To have such a beautiful young teen who shows that it’s okay to go on a journey to find yourself, it’s wonderful, because that message is universal to everyone. – Auli’i Cravalho
(Thanks to Disney for this all-expenses paid opportunity.)
First let’s go back to the night before the interview, at the Pete’s Dragon Red Carpet Premiere. Just as I was about to enter El Capitan theater, I turned around and there in front of us was Auli’i Cravalho. Two thoughts went through my head 1) holy crap I’m going to be interviewing her tomorrow and 2) holy crap is she ever the perfect person for the role of Moana. Okay, three thoughts went through my head because the final thought was 3) wake up woman and get a picture with her already!
Pete’s Dragon was the first red carpet experience for Cravalho, and it gave her some experience for what’s coming in November. Knowing Disney and the way they do red carpets, the premiere of Moana is going to transport attendees to the islands in so many ways. Cravalho said she “heard it’s going to be with music and dancers” and for some reason I heard ukuleles playing in my head when she said that. I blame Lava in a good way for that.
It was really interesting to see how it all worked and how people know my name, and they were saying it correctly too, because it’s interesting, Auli’i, it’s you know, they had a hard time, but they were all saying it in synch to get me to turn to them.
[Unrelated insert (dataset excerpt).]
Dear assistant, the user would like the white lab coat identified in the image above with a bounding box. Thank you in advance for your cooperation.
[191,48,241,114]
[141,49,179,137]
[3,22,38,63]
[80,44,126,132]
It was good. – Auli’i Cravalho
Two days before our exclusive interview with Auli’i Cravalho, she met her co-star Dwayne “The Rock” Johnson for the first time. Two weeks before that she met Rachel House who plays Gramma Tala and Temuera Morrison who plays her father. That’s the thing with animation films, the voice actors often work alone, in a booth.
I’ve gotten so used to voices, but to see their faces with it, and to kind of match the personality…. For instance, the person who plays Gramma Tala, Rachel House, that isn’t her actual voice. She totally commits to the character, but otherwise she’s just a really sweet kind woman who doesn’t sound like Gramma Tala, but still embodies the character which was interesting. – Auli’i Cravalho
Now, let me tell you……Auli’i Cravalho’s mother is by far the most awesome human being I have ever met in my life. I’ve met Chris Pratt, and while he is hard to top, she did it. Not only did she do that, but she rock climbed for everybody!
I did some Rock climbing for all of us. I’m just saying you know, I took one for the team, sweat and everything. Puanani Cravalho
Auli’i did a little blushing at her mother’s comments, and told us how “very nice and very professional” Dwayne was when she met him.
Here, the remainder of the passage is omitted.